My question is similar to this one and this one, but there is a slight difference. So that's why I am asking it here.

I have a shiny .Net 3.5 Windows Service ( with NHibernate, LINQ, lambda expression) etc, running on Windows. Now I plan to port my app to Linux, so I am thinking about Mono.

Can I just compile my .net app in Windows, and copy it to a Linux machine with .Net ( mono version) installed, and expect it to run smoothly? If not, is there anything I should do?

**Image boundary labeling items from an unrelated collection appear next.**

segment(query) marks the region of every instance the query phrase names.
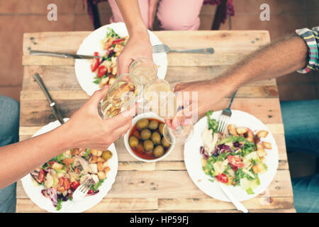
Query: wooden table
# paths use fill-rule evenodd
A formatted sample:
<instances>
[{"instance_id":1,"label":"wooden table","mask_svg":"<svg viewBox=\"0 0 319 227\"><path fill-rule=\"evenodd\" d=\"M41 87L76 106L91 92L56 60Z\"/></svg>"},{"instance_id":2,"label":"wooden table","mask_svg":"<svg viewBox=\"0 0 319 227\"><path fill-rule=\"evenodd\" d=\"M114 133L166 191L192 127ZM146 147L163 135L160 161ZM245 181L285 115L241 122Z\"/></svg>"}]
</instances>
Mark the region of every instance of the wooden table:
<instances>
[{"instance_id":1,"label":"wooden table","mask_svg":"<svg viewBox=\"0 0 319 227\"><path fill-rule=\"evenodd\" d=\"M30 56L28 50L75 52L90 32L25 33L23 90L21 94L20 139L32 136L43 126L55 121L33 75L38 72L65 117L69 117L88 99L77 81L73 59ZM169 53L166 79L177 83L216 77L245 55L270 42L267 31L157 31L163 43L173 48L213 47L212 55ZM228 104L226 98L213 110ZM262 120L279 147L279 165L267 192L245 201L251 212L294 212L277 87L274 79L241 87L233 109L247 111ZM177 147L162 161L138 162L115 143L119 165L116 181L107 196L91 212L237 212L231 203L212 199L193 183L184 163L183 148ZM269 195L268 199L267 195ZM28 199L21 182L17 187L17 211L43 211ZM267 202L268 201L268 203Z\"/></svg>"}]
</instances>

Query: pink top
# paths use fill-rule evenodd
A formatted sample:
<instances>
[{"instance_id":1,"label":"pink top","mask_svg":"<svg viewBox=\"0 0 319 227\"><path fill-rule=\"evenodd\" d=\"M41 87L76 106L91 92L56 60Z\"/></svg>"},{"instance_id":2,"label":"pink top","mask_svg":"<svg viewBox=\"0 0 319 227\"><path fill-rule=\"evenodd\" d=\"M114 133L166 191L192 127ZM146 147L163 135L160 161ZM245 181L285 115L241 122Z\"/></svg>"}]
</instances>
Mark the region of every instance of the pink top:
<instances>
[{"instance_id":1,"label":"pink top","mask_svg":"<svg viewBox=\"0 0 319 227\"><path fill-rule=\"evenodd\" d=\"M84 6L84 0L83 1L83 6ZM87 2L93 2L94 4L98 4L101 1L105 1L108 0L86 0ZM204 0L203 4L210 4L210 5L219 5L221 3L221 0ZM89 7L89 4L87 4L87 11L89 13L89 15L90 16L91 20L93 21L93 13L92 13L92 9L91 7ZM224 15L224 18L223 19L223 23L225 23L226 21L228 15L230 16L235 16L235 11L234 11L234 6L233 5L233 0L228 0L227 1L227 10Z\"/></svg>"}]
</instances>

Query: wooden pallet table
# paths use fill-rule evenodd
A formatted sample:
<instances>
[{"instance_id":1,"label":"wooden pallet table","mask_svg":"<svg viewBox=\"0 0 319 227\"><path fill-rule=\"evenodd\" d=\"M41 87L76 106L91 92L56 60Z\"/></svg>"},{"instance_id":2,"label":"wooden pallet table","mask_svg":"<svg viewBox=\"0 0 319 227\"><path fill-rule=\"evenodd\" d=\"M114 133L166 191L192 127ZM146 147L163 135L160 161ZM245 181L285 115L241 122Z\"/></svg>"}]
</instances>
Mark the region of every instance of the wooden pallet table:
<instances>
[{"instance_id":1,"label":"wooden pallet table","mask_svg":"<svg viewBox=\"0 0 319 227\"><path fill-rule=\"evenodd\" d=\"M64 117L70 117L89 99L75 77L73 59L30 56L28 50L76 52L90 32L46 32L23 36L23 90L21 94L20 140L31 137L44 125L55 121L33 74L43 78ZM267 31L157 31L160 40L172 48L213 47L212 55L169 53L166 79L174 86L182 82L216 77L245 55L270 42ZM225 98L213 110L226 107ZM264 194L245 201L250 212L295 212L284 126L274 79L241 87L232 106L261 121L274 135L279 165L275 178ZM231 203L220 201L199 190L184 163L184 148L176 147L164 160L142 162L125 150L123 140L115 142L119 165L116 180L106 196L88 212L237 212ZM268 195L267 196L266 195ZM18 212L43 212L17 187Z\"/></svg>"}]
</instances>

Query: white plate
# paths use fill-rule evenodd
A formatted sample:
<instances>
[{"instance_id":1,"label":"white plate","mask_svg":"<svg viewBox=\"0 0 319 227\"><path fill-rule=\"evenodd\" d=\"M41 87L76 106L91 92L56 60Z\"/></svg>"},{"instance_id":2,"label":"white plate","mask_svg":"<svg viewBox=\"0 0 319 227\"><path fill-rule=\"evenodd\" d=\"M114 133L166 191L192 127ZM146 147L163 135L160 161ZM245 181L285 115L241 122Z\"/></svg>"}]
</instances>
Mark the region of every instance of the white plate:
<instances>
[{"instance_id":1,"label":"white plate","mask_svg":"<svg viewBox=\"0 0 319 227\"><path fill-rule=\"evenodd\" d=\"M65 118L65 121L69 120ZM55 121L51 122L47 125L43 126L41 129L35 133L33 136L39 135L45 133L54 128L60 126L59 121ZM112 143L108 148L112 153L112 157L108 161L111 170L108 172L106 179L104 180L102 185L99 187L99 192L95 195L87 196L82 200L76 202L68 212L78 213L83 212L86 210L93 207L99 204L101 200L108 194L108 191L112 187L112 184L114 183L116 174L118 172L118 155L113 143ZM22 186L24 191L27 194L28 196L40 208L45 209L50 212L60 212L64 213L68 209L69 206L72 203L71 201L63 201L62 203L62 209L60 211L57 211L56 208L52 204L52 201L45 198L41 193L41 190L44 189L44 187L40 185L38 186L31 179L31 175L30 174L25 176L21 179Z\"/></svg>"},{"instance_id":2,"label":"white plate","mask_svg":"<svg viewBox=\"0 0 319 227\"><path fill-rule=\"evenodd\" d=\"M254 198L264 192L274 179L278 167L278 148L274 136L260 120L246 112L232 110L232 116L228 122L229 124L233 123L237 126L248 127L254 133L260 130L266 130L269 133L262 140L269 142L272 146L272 150L265 149L267 153L265 157L265 163L268 167L268 170L264 174L259 175L260 184L253 190L254 194L248 194L240 186L227 187L227 189L235 198L239 201L244 201ZM214 112L213 118L218 119L220 114L221 111ZM205 194L218 200L230 201L220 188L216 179L214 179L214 182L209 181L209 179L212 179L211 177L206 175L202 169L201 155L200 155L199 149L203 145L201 133L206 126L207 117L205 116L194 126L194 135L189 141L185 144L184 155L187 172L194 184Z\"/></svg>"},{"instance_id":3,"label":"white plate","mask_svg":"<svg viewBox=\"0 0 319 227\"><path fill-rule=\"evenodd\" d=\"M107 28L111 28L120 36L128 35L125 24L123 22L113 23L103 26L89 34L80 45L77 54L93 55L94 52L103 51L101 41L105 38ZM148 31L152 45L162 44L158 38L151 31ZM157 65L157 76L160 79L164 79L167 70L167 55L165 52L153 53L153 61ZM88 60L77 59L74 63L75 74L77 81L83 90L87 94L92 94L99 89L99 84L93 82L96 76L91 71L91 61Z\"/></svg>"}]
</instances>

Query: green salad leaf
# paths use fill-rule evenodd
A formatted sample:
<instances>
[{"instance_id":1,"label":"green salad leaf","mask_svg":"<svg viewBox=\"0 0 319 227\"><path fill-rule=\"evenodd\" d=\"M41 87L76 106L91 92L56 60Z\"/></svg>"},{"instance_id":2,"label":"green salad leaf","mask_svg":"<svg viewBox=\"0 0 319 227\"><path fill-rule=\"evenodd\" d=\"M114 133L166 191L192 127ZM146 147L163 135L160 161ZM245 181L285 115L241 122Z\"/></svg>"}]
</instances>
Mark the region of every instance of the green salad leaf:
<instances>
[{"instance_id":1,"label":"green salad leaf","mask_svg":"<svg viewBox=\"0 0 319 227\"><path fill-rule=\"evenodd\" d=\"M213 114L213 111L208 111L206 113L208 118L208 129L212 129L213 133L217 133L218 132L218 122L216 119L211 118L211 116Z\"/></svg>"}]
</instances>

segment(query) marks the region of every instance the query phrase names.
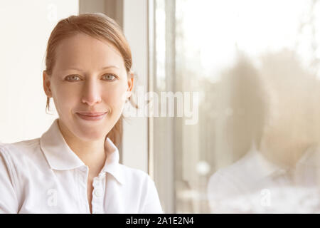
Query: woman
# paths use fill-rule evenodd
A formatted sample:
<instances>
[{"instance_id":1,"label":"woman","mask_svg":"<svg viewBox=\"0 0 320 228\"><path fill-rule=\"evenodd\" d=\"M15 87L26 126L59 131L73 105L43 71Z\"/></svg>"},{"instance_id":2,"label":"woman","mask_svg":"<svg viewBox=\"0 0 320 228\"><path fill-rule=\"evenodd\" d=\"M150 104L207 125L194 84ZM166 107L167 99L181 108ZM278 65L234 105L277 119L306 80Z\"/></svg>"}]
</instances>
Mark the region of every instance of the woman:
<instances>
[{"instance_id":1,"label":"woman","mask_svg":"<svg viewBox=\"0 0 320 228\"><path fill-rule=\"evenodd\" d=\"M70 16L46 54L47 108L52 98L59 118L40 138L0 145L0 212L162 213L149 175L119 164L134 84L119 27L100 14Z\"/></svg>"}]
</instances>

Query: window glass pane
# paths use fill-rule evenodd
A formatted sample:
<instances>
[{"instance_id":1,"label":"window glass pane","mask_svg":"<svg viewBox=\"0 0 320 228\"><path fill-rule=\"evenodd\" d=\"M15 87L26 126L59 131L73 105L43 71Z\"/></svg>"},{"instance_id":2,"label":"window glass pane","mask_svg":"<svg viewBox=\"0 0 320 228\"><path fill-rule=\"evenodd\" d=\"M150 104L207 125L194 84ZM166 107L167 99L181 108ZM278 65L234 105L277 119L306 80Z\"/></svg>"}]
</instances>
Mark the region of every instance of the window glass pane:
<instances>
[{"instance_id":1,"label":"window glass pane","mask_svg":"<svg viewBox=\"0 0 320 228\"><path fill-rule=\"evenodd\" d=\"M154 6L154 90L174 97L154 118L165 212L320 212L319 1Z\"/></svg>"}]
</instances>

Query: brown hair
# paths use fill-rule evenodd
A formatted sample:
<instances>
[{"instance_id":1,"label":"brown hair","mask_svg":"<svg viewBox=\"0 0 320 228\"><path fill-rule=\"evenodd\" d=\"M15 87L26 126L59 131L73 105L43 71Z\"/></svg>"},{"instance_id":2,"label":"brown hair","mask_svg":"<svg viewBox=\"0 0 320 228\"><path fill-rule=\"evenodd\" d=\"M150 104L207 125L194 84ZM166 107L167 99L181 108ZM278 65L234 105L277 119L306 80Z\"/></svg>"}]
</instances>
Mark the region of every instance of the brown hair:
<instances>
[{"instance_id":1,"label":"brown hair","mask_svg":"<svg viewBox=\"0 0 320 228\"><path fill-rule=\"evenodd\" d=\"M122 56L127 73L129 75L132 59L129 43L119 26L113 19L100 13L70 16L57 24L48 41L46 71L48 75L52 74L55 61L55 52L58 43L63 39L79 33L112 43ZM129 101L134 107L137 108L132 97L129 98ZM50 98L47 97L46 110L49 109L49 105ZM122 115L107 135L117 147L122 138Z\"/></svg>"}]
</instances>

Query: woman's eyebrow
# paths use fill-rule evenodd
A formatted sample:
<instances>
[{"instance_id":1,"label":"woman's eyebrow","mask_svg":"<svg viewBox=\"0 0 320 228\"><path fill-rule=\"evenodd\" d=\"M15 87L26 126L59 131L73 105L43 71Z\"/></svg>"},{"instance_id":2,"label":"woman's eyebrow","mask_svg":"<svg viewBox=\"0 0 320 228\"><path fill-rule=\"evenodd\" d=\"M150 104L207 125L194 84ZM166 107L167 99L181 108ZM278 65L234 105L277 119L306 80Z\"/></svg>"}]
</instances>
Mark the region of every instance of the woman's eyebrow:
<instances>
[{"instance_id":1,"label":"woman's eyebrow","mask_svg":"<svg viewBox=\"0 0 320 228\"><path fill-rule=\"evenodd\" d=\"M107 69L107 68L119 68L118 66L117 66L115 65L112 65L112 66L107 66L102 67L101 68L101 70L105 70L105 69Z\"/></svg>"},{"instance_id":2,"label":"woman's eyebrow","mask_svg":"<svg viewBox=\"0 0 320 228\"><path fill-rule=\"evenodd\" d=\"M107 66L102 67L101 68L101 71L105 70L105 69L107 69L107 68L119 68L119 67L115 66L115 65ZM75 71L82 71L82 69L81 69L81 68L80 68L78 67L74 67L74 66L69 67L66 70L75 70Z\"/></svg>"}]
</instances>

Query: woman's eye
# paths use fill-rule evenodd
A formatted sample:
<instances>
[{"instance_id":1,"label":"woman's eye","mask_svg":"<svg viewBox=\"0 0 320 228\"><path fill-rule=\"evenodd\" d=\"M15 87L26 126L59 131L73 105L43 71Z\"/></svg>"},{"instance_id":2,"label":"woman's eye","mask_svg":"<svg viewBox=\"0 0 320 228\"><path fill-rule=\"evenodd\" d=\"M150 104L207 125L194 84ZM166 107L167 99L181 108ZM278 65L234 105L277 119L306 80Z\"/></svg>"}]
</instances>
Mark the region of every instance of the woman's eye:
<instances>
[{"instance_id":1,"label":"woman's eye","mask_svg":"<svg viewBox=\"0 0 320 228\"><path fill-rule=\"evenodd\" d=\"M112 74L106 74L104 75L102 77L104 79L106 79L107 81L114 81L116 78L116 77Z\"/></svg>"},{"instance_id":2,"label":"woman's eye","mask_svg":"<svg viewBox=\"0 0 320 228\"><path fill-rule=\"evenodd\" d=\"M78 76L68 76L65 77L68 81L79 81L80 78Z\"/></svg>"}]
</instances>

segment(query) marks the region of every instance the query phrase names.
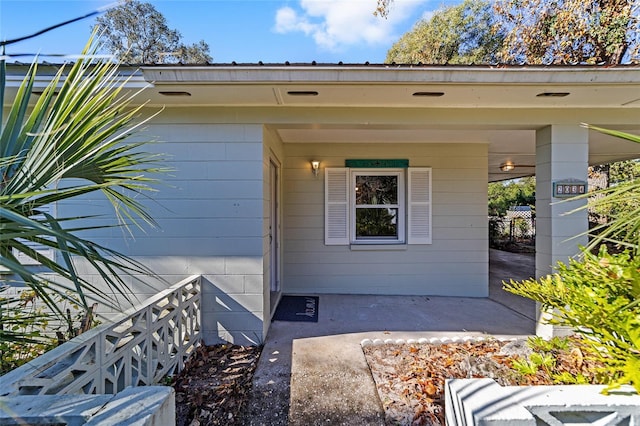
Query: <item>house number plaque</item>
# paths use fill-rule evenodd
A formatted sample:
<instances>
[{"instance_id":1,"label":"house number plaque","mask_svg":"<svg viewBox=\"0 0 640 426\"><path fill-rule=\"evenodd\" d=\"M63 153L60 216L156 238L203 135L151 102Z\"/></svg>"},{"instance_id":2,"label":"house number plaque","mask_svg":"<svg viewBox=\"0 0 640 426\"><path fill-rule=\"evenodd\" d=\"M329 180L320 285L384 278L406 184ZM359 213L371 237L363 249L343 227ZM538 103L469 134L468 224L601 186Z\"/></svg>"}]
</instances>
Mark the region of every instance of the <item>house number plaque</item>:
<instances>
[{"instance_id":1,"label":"house number plaque","mask_svg":"<svg viewBox=\"0 0 640 426\"><path fill-rule=\"evenodd\" d=\"M555 198L569 198L584 195L587 192L587 183L581 180L561 181L553 183L553 196Z\"/></svg>"}]
</instances>

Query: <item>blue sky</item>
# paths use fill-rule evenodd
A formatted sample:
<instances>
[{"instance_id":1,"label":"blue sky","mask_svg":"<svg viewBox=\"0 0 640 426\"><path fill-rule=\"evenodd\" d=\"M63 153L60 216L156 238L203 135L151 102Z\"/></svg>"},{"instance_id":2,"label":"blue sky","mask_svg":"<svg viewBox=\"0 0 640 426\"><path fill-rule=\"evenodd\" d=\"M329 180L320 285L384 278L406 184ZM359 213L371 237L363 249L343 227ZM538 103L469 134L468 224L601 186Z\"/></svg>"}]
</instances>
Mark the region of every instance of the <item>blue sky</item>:
<instances>
[{"instance_id":1,"label":"blue sky","mask_svg":"<svg viewBox=\"0 0 640 426\"><path fill-rule=\"evenodd\" d=\"M376 0L152 0L187 44L204 40L213 62L384 62L423 16L460 0L395 0L388 19ZM113 0L0 0L0 39L26 36L113 4ZM78 54L95 18L7 46L19 53ZM31 62L30 57L9 61ZM42 58L50 62L62 59Z\"/></svg>"}]
</instances>

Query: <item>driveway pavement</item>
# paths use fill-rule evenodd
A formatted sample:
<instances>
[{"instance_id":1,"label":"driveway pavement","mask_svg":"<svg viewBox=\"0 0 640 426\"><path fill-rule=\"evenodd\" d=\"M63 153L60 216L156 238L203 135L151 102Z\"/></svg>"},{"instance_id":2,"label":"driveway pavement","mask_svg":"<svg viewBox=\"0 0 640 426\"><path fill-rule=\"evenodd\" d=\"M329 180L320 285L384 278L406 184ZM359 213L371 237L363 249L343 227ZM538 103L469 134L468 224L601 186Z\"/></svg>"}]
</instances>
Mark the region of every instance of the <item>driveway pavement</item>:
<instances>
[{"instance_id":1,"label":"driveway pavement","mask_svg":"<svg viewBox=\"0 0 640 426\"><path fill-rule=\"evenodd\" d=\"M317 323L275 321L254 376L251 425L384 425L365 339L514 337L535 331L535 304L502 280L534 257L491 250L489 298L320 295Z\"/></svg>"}]
</instances>

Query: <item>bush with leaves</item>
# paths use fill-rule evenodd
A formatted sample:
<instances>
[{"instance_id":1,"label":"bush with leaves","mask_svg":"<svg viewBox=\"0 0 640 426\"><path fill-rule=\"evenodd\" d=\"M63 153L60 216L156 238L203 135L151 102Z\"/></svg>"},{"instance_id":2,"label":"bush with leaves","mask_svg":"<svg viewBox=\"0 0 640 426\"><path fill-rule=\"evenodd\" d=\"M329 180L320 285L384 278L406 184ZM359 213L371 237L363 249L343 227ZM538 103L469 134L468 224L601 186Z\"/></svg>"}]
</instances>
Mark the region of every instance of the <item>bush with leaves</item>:
<instances>
[{"instance_id":1,"label":"bush with leaves","mask_svg":"<svg viewBox=\"0 0 640 426\"><path fill-rule=\"evenodd\" d=\"M590 128L640 143L640 136ZM604 365L607 391L631 384L640 393L640 210L636 207L640 179L605 189L601 195L596 203L627 208L591 231L595 233L579 258L559 262L551 275L512 280L504 288L540 302L553 315L550 323L584 336L588 355ZM607 244L624 250L610 254Z\"/></svg>"},{"instance_id":2,"label":"bush with leaves","mask_svg":"<svg viewBox=\"0 0 640 426\"><path fill-rule=\"evenodd\" d=\"M539 280L511 281L506 290L554 309L552 324L586 337L610 388L631 383L640 392L640 257L583 252ZM603 373L605 373L603 371Z\"/></svg>"},{"instance_id":3,"label":"bush with leaves","mask_svg":"<svg viewBox=\"0 0 640 426\"><path fill-rule=\"evenodd\" d=\"M131 105L137 92L124 91L127 80L118 63L92 59L98 49L94 35L82 56L72 66L60 67L39 96L33 95L35 61L0 126L0 267L13 274L0 276L0 285L30 288L63 322L69 322L69 315L61 300L85 312L95 299L119 309L114 295L132 299L125 276L154 276L135 259L82 237L90 229L154 225L141 195L157 182L152 176L166 170L159 165L161 158L143 150L146 142L127 141L151 117L140 117L143 105ZM4 116L4 61L0 80ZM110 201L113 223L94 226L86 216L48 213L52 204L87 194L102 194ZM43 256L37 245L54 249L56 256ZM21 257L40 266L26 266ZM83 276L78 260L85 269L92 268L105 287ZM2 308L0 316L8 321L14 311ZM6 329L0 337L5 339Z\"/></svg>"}]
</instances>

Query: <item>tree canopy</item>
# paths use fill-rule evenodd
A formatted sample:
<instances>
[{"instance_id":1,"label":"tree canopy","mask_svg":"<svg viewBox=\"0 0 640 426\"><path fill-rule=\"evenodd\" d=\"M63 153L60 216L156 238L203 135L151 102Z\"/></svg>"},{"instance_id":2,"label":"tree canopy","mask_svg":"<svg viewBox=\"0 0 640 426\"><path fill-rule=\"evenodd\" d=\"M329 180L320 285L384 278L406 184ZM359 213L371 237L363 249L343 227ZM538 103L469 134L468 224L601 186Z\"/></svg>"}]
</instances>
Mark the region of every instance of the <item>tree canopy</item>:
<instances>
[{"instance_id":1,"label":"tree canopy","mask_svg":"<svg viewBox=\"0 0 640 426\"><path fill-rule=\"evenodd\" d=\"M379 0L387 16L393 0ZM387 53L397 63L640 62L637 0L465 0L419 21Z\"/></svg>"},{"instance_id":2,"label":"tree canopy","mask_svg":"<svg viewBox=\"0 0 640 426\"><path fill-rule=\"evenodd\" d=\"M492 5L465 0L419 21L387 52L386 62L493 63L504 35L496 30Z\"/></svg>"},{"instance_id":3,"label":"tree canopy","mask_svg":"<svg viewBox=\"0 0 640 426\"><path fill-rule=\"evenodd\" d=\"M504 62L620 64L640 60L637 0L498 0Z\"/></svg>"},{"instance_id":4,"label":"tree canopy","mask_svg":"<svg viewBox=\"0 0 640 426\"><path fill-rule=\"evenodd\" d=\"M186 45L178 30L153 5L126 0L96 19L103 31L105 48L118 60L130 64L206 63L209 45L200 40Z\"/></svg>"}]
</instances>

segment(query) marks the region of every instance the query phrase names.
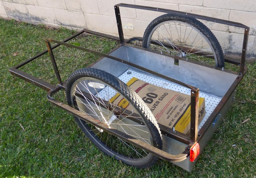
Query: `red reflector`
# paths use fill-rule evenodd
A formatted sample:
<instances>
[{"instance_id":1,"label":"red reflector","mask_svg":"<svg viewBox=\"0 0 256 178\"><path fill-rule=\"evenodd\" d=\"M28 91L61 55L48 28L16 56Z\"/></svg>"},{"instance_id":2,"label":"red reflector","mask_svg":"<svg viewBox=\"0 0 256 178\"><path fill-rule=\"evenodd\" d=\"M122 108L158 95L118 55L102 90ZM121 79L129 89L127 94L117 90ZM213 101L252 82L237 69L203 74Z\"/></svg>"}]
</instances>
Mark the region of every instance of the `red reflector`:
<instances>
[{"instance_id":1,"label":"red reflector","mask_svg":"<svg viewBox=\"0 0 256 178\"><path fill-rule=\"evenodd\" d=\"M199 155L200 147L198 143L196 142L190 148L190 160L193 162Z\"/></svg>"}]
</instances>

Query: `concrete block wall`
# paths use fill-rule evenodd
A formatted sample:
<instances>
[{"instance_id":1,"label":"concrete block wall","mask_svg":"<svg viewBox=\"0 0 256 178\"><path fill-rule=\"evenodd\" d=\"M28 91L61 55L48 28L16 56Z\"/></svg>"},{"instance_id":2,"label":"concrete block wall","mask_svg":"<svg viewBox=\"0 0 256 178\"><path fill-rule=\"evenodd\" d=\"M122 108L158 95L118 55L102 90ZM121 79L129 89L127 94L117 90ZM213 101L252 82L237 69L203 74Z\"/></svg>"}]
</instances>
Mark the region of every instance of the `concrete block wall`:
<instances>
[{"instance_id":1,"label":"concrete block wall","mask_svg":"<svg viewBox=\"0 0 256 178\"><path fill-rule=\"evenodd\" d=\"M250 27L248 56L256 58L255 0L0 0L0 18L54 28L86 28L117 36L114 6L120 3L197 14L244 24ZM150 22L162 13L120 8L125 37L142 37ZM203 22L226 53L240 54L243 30Z\"/></svg>"}]
</instances>

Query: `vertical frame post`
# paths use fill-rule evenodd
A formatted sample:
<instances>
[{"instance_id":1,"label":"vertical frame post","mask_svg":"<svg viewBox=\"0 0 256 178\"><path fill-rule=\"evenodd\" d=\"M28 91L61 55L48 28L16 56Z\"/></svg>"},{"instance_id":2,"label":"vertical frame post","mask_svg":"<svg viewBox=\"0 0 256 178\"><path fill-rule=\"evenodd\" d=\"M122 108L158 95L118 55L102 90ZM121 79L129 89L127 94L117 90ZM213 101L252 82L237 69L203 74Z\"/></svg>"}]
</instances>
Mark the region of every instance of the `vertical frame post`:
<instances>
[{"instance_id":1,"label":"vertical frame post","mask_svg":"<svg viewBox=\"0 0 256 178\"><path fill-rule=\"evenodd\" d=\"M242 74L244 73L244 65L245 63L245 59L246 58L246 49L247 49L247 43L248 42L248 38L249 37L249 29L246 28L244 29L244 41L243 42L243 48L242 51L242 57L241 58L241 65L239 73Z\"/></svg>"},{"instance_id":2,"label":"vertical frame post","mask_svg":"<svg viewBox=\"0 0 256 178\"><path fill-rule=\"evenodd\" d=\"M61 81L61 78L60 78L60 73L59 73L59 70L58 69L58 67L57 67L57 64L56 63L56 61L55 61L55 58L54 55L53 55L53 53L52 52L52 49L51 46L51 44L50 44L50 42L48 41L45 41L45 44L47 47L47 49L48 49L48 52L49 52L49 55L51 58L51 61L52 61L52 66L53 66L53 69L54 70L54 72L57 79L58 79L58 82L59 84L62 84L62 81Z\"/></svg>"},{"instance_id":3,"label":"vertical frame post","mask_svg":"<svg viewBox=\"0 0 256 178\"><path fill-rule=\"evenodd\" d=\"M191 89L190 112L190 139L196 142L198 133L199 89Z\"/></svg>"},{"instance_id":4,"label":"vertical frame post","mask_svg":"<svg viewBox=\"0 0 256 178\"><path fill-rule=\"evenodd\" d=\"M123 32L123 28L122 26L122 22L121 21L121 16L120 15L120 10L119 6L115 6L115 12L116 13L116 18L117 23L117 27L118 29L118 34L121 44L124 43L124 33Z\"/></svg>"}]
</instances>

Any answers or pointers are welcome.

+6  A: 

Start by using the MoMA tool

The Mono Migration Analyzer (MoMA) tool helps you identify issues you may have when porting your .Net application to Mono. It helps pinpoint platform specific calls (P/Invoke) and areas that are not yet supported by the Mono project. While MoMA can help show potential issues, there are many complex factors that cannot be covered by a simple tool. MoMA may fail to point out areas that will cause problems, and may point out areas which will not actually be an issue

From Personal point: All C# 3.0 feature are supported well, I had no problem with LINQ (To Objects, don't know about LINQ to SQL or to XML) and NHiberinate also works well (although I didn't end up using in)

Shay Erlichmen
+2  A: 

The runtime should be fine but you can run the Mono Migration Analyzer.

+6  A: 

Will it just work? You really have to test it. I've just recently put effort into making Protocol Buffers work on Mono. I've had very little execution-time trouble so far; the compiler was more of an issue for me. However, I've had to temporarily disable one of the unit tests (using mocking) because it makes the Mono 2.4 VM itself go bang. I haven't investigated why yet, but that sort of thing is basically impossible to predict.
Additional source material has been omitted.